Readers interested in exploring the city’s many Dickensian locations can find more on the Portsmouth Literary Map (have a look at the entries under the Literary Figures (Deceased) and Literary Locations tabs), and there is also a walking tour pamphlet available from the excellent Charles Dickens Birthplace Museum.
The Farewell Tour
On a more melancholy note, it is worth underlining the strain that Dickens’s legendary Reading Tour performances placed on his health. So involved did he become in dramatizing his readings and captivating his eager audiences that the tours began to take their toll. In 1868 and 1869, he embarked on his final ‘Farewell Tours’, but was increasingly overtaken by giddiness and fits of paralysis. He suffered a stroke in Chester on 18 April 1869, and four days later, after collapsing in the aftermath of a 22 April 1869 engagement in Preston, he cancelled the tour.

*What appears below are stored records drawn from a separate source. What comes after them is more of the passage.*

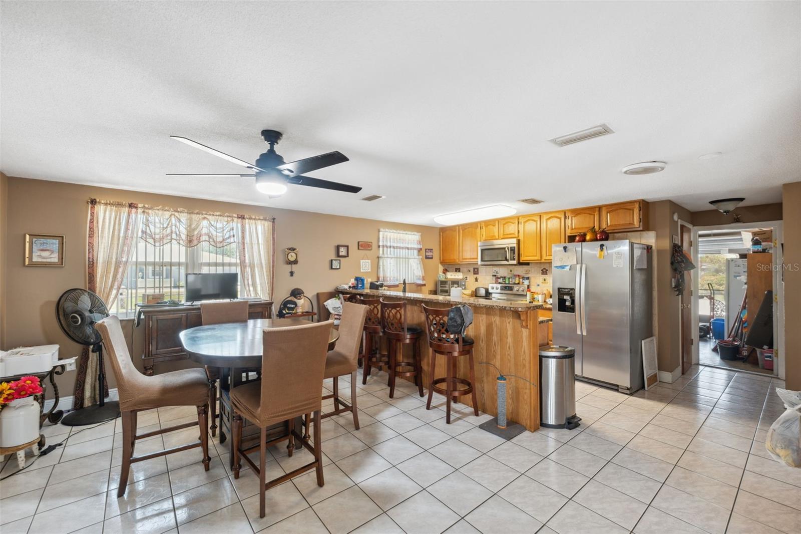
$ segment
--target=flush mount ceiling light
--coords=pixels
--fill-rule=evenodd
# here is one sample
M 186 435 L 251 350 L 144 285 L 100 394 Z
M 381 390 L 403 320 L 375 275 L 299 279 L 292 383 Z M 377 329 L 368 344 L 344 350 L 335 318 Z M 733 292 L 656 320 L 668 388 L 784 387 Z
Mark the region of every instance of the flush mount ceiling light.
M 462 223 L 473 222 L 474 220 L 485 220 L 486 219 L 495 219 L 498 217 L 506 217 L 517 212 L 514 208 L 505 206 L 501 204 L 493 206 L 485 206 L 484 208 L 476 208 L 468 209 L 464 212 L 456 213 L 445 213 L 437 215 L 434 217 L 434 221 L 440 225 L 461 225 Z
M 637 176 L 641 174 L 654 174 L 654 172 L 660 172 L 664 171 L 666 167 L 667 167 L 667 164 L 664 161 L 643 161 L 642 163 L 626 165 L 620 170 L 623 174 Z
M 740 202 L 744 200 L 744 198 L 722 198 L 718 200 L 712 200 L 710 204 L 714 206 L 714 208 L 723 215 L 728 215 L 729 212 L 739 205 Z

Undaunted, he engaged for a further 11 performances in the summer of 1870, during which time he was also working on his final novel, The Mystery of Edwin Drood. His last performance took place before the Prince and Princess of Wales at a Royal Banquet on 2 May. Just over a month later, he suffered a final stroke, dying on 8 June 1870. He was laid to rest in Poet’s Corner, Westminster Abbey.